To clarify the factors predictive of progression from ocular myasthenia gravis (OMG) to generalized MG (GMG) among patients with positive antiacetylcholine receptor antibodies (AChRAb) and to evaluate the efficacy of our OMG treatment protocol including tacrolimus (TAC). Retrospective study. Fifty-two patients with AChRAb positivity and ptosis and/or eye movement disturbance showing diurnal fluctuation and fatigability were included. First, we compared the clinical characteristics of patients without OMG progression (p-OMG) with those of patients whose OMG transformed to GMG (TMG). Second, we subdivided the p-OMG patients according to the time of approval of TAC into the Before group and the After group. We compared the dosage and period of prednisolone administration (PSL) of the 2 groups. Third, we evaluated the responses to OMG treatment using the Myasthenia Gravis Foundation of America Postintervention Status (MGFA-PS) scale.
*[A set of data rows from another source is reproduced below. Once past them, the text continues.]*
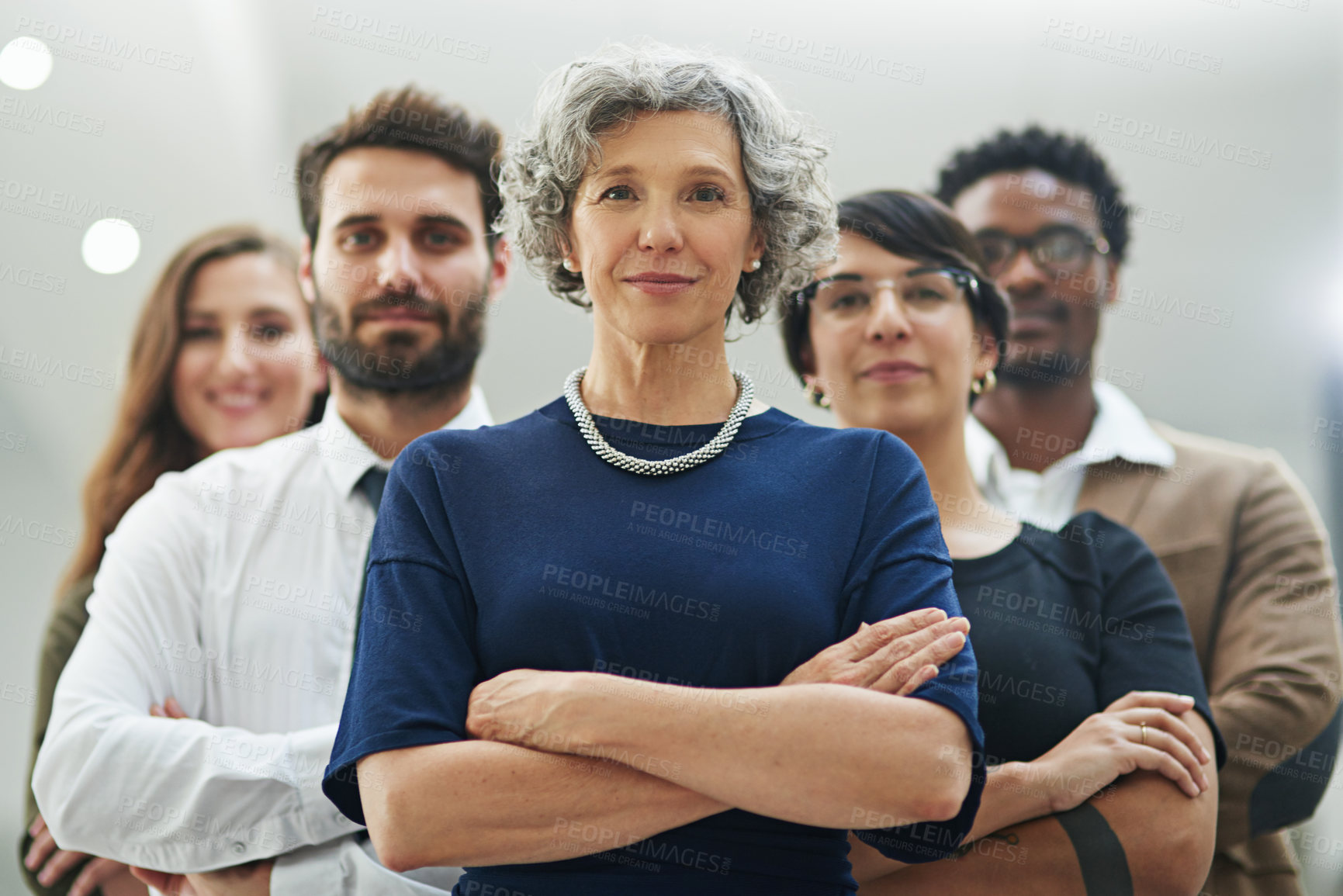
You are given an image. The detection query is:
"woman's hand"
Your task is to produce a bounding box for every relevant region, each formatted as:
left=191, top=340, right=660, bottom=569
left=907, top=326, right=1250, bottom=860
left=132, top=859, right=275, bottom=896
left=466, top=669, right=588, bottom=752
left=1026, top=690, right=1211, bottom=813
left=22, top=815, right=144, bottom=896
left=781, top=607, right=970, bottom=697
left=22, top=697, right=187, bottom=896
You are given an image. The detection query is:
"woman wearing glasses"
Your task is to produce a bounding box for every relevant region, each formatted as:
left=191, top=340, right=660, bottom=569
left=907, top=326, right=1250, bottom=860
left=324, top=46, right=981, bottom=896
left=783, top=191, right=1224, bottom=894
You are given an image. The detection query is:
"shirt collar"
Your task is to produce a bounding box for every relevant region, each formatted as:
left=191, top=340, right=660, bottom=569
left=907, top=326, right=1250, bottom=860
left=307, top=384, right=494, bottom=497
left=966, top=380, right=1175, bottom=483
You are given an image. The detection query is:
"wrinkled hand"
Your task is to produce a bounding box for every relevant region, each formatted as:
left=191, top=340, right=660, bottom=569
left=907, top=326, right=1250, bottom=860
left=130, top=859, right=275, bottom=896
left=781, top=608, right=970, bottom=697
left=1029, top=690, right=1211, bottom=813
left=22, top=815, right=141, bottom=896
left=466, top=669, right=583, bottom=752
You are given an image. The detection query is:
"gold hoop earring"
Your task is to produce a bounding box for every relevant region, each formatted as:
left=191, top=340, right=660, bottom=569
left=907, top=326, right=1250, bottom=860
left=801, top=380, right=830, bottom=410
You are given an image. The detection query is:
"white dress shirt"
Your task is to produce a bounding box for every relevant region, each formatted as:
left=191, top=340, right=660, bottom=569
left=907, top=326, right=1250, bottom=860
left=33, top=387, right=493, bottom=894
left=966, top=380, right=1175, bottom=532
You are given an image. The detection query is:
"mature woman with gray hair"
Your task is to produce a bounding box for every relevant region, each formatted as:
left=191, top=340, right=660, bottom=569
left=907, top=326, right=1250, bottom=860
left=324, top=44, right=983, bottom=896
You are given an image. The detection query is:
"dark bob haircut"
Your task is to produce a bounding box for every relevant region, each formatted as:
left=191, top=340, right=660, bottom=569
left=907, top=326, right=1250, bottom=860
left=781, top=189, right=1010, bottom=392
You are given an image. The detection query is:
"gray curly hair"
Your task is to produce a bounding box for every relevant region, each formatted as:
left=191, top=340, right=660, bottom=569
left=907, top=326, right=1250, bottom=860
left=500, top=42, right=838, bottom=323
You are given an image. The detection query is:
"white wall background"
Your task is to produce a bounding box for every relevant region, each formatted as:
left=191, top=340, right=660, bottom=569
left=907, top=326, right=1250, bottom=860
left=0, top=0, right=1343, bottom=894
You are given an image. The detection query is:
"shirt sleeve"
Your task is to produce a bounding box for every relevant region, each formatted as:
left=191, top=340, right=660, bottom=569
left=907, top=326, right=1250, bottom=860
left=322, top=450, right=479, bottom=823
left=842, top=433, right=986, bottom=863
left=1079, top=513, right=1226, bottom=768
left=1207, top=453, right=1343, bottom=850
left=22, top=575, right=92, bottom=830
left=33, top=474, right=357, bottom=874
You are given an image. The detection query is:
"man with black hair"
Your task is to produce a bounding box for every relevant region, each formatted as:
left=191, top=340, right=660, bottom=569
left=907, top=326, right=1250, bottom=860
left=33, top=88, right=507, bottom=896
left=936, top=126, right=1343, bottom=896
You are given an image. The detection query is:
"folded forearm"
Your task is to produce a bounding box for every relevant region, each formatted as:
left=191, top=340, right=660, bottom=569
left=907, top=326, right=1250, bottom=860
left=1211, top=681, right=1339, bottom=849
left=33, top=707, right=357, bottom=874
left=357, top=740, right=731, bottom=868
left=861, top=771, right=1217, bottom=896
left=559, top=680, right=970, bottom=828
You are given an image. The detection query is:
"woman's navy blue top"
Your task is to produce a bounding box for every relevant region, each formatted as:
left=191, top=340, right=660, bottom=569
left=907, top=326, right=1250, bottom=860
left=955, top=512, right=1226, bottom=768
left=322, top=399, right=983, bottom=896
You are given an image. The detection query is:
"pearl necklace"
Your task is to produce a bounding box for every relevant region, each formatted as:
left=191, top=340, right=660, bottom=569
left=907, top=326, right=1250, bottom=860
left=564, top=367, right=755, bottom=476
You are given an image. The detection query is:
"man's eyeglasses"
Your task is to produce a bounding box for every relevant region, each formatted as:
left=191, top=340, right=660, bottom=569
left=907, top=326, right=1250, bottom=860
left=975, top=224, right=1109, bottom=277
left=792, top=268, right=979, bottom=323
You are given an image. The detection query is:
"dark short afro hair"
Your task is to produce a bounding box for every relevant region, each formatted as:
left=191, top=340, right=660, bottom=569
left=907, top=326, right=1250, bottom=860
left=781, top=189, right=1010, bottom=392
left=935, top=125, right=1130, bottom=262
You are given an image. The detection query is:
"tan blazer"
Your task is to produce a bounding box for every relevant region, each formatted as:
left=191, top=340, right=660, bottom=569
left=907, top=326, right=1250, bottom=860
left=1077, top=422, right=1343, bottom=896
Forty-one patients were classified into the p-OMG group, and 11, into the TMG group. The AChRAb level (P = 0.0006) and prevalence of thymoma (P = 0.001) were significantly higher in the TMG group than in the p-OMG group. In the p-OMG group, the MG composite score (P ≤ 0.0001) and AChRAb level (P = 0.005) improved after treatment. The periods of PSL administration at ≥ 20mg/day (P = 0.009) and at 10 to 19mg/day (P = 0.002) were significantly shorter in the After group. At the last follow-up, 78.0% of the p-OMG group patients had achieved MGFA-PS minimal manifestations or better status with PSL ≤ 5mg/day. The TMG cases were characterized by higher AChRAb levels and presence of thymoma. The P-OMG patients could be managed with our treatment protocol. Combined use of TAC was efficacious in patients with steroid-dependent p-OMG.